I will talk about two project involving oriented tissue flows.

1) Most animals display one or more body axes (e.g. head-to-tail, left-right, ventral-dorsal), which usually emerge during early embryogenesis. In our work, we demonstrate that large-scale tissue flows can play an important role for the formation of body axes. To this end, we study aggregates of mouse embryonic stem cells, called gastruloids. Gastruloids are initially spherically symmetric, but later form an axis defined by the polarized expression patterns of specific proteins such as T/Brachyury or E-cadherin. While such early embryonic pattern formation is usually studied in the context of genetic and bio-chemical interactions, we show that also advection of cells with tissue flows contribute appriximately 1/3 to the overall polarization. We then more closely analyzed the flow field in the gastruloids and found that the dominant component was a recirculating flow. We further showed that this large-scale flow could be understood as a Marangoni flow, i.e. driven by interface and surface tension differences. We further independently confirmed the existence of differential interface and surface tensions though aggregate fusion experiments. Taken together, we found that in polarized gastruloids, differential tensions drive recirculation flows, which in turn further amplify polarization. We expect such a feedback loop to act also in many other systems in vitro and in vivo.
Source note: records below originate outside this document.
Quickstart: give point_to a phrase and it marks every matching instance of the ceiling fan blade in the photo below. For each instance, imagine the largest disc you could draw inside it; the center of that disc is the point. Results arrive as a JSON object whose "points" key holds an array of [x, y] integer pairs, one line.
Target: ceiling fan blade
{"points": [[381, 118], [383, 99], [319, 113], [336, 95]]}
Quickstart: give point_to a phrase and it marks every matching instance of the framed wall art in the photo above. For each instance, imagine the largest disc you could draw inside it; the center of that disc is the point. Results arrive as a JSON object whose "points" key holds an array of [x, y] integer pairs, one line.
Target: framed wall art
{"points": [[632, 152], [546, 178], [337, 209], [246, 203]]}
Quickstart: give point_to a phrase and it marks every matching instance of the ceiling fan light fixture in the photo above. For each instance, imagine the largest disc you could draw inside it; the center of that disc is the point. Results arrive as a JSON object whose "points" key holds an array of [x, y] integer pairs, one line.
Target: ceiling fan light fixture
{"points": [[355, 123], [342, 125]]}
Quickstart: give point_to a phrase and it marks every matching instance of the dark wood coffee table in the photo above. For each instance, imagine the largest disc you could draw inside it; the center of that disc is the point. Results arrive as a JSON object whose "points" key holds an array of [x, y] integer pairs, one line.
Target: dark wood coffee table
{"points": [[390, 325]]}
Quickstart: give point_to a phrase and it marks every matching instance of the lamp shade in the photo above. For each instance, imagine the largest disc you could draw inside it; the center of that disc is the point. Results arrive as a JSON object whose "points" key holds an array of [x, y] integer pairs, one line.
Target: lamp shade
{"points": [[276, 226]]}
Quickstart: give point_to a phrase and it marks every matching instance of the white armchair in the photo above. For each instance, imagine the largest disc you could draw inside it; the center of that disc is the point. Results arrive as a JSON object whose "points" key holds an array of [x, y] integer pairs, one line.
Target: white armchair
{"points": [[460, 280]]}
2) Oriented tissue deformation is a fundamental process omnipresent during animal development. However, how exactly cells coordinate to achieve robust oriented deformation on the tissue scale remains elusive. From a physics perspective, deforming tissues can be described as oriented active materials. However, it is known that oriented active materials can inherently exhibit instabilities such as the Simha-Ramaswamy instability. This instability destroys the homogeneously deforming state of active materials. This raises the question of how robust anisoropic tissue deformation can be possible during animal development. In particular, we ask whether the presence of a chemical signaling gradient (e.g. a morphogen gradient) can help stabilize oriented tissue deformation. Using a combination of vertex and hydrodynamic models, we find that stability depends on whether the signaling gradient acts to extend or contract the tissue along the gradient direction. In particular, gradient-extensile coupling can be stable, while gradient-contractile coupling is generally unstable. Intriguingly, developing tissues seem to exclusively use the gradient-extensile and not the unstable gradient-contractile coupling, suggesting that nature might just never have evolved the latter. Our work points to a potential new developmental principle that is directly rooted in active matter physics.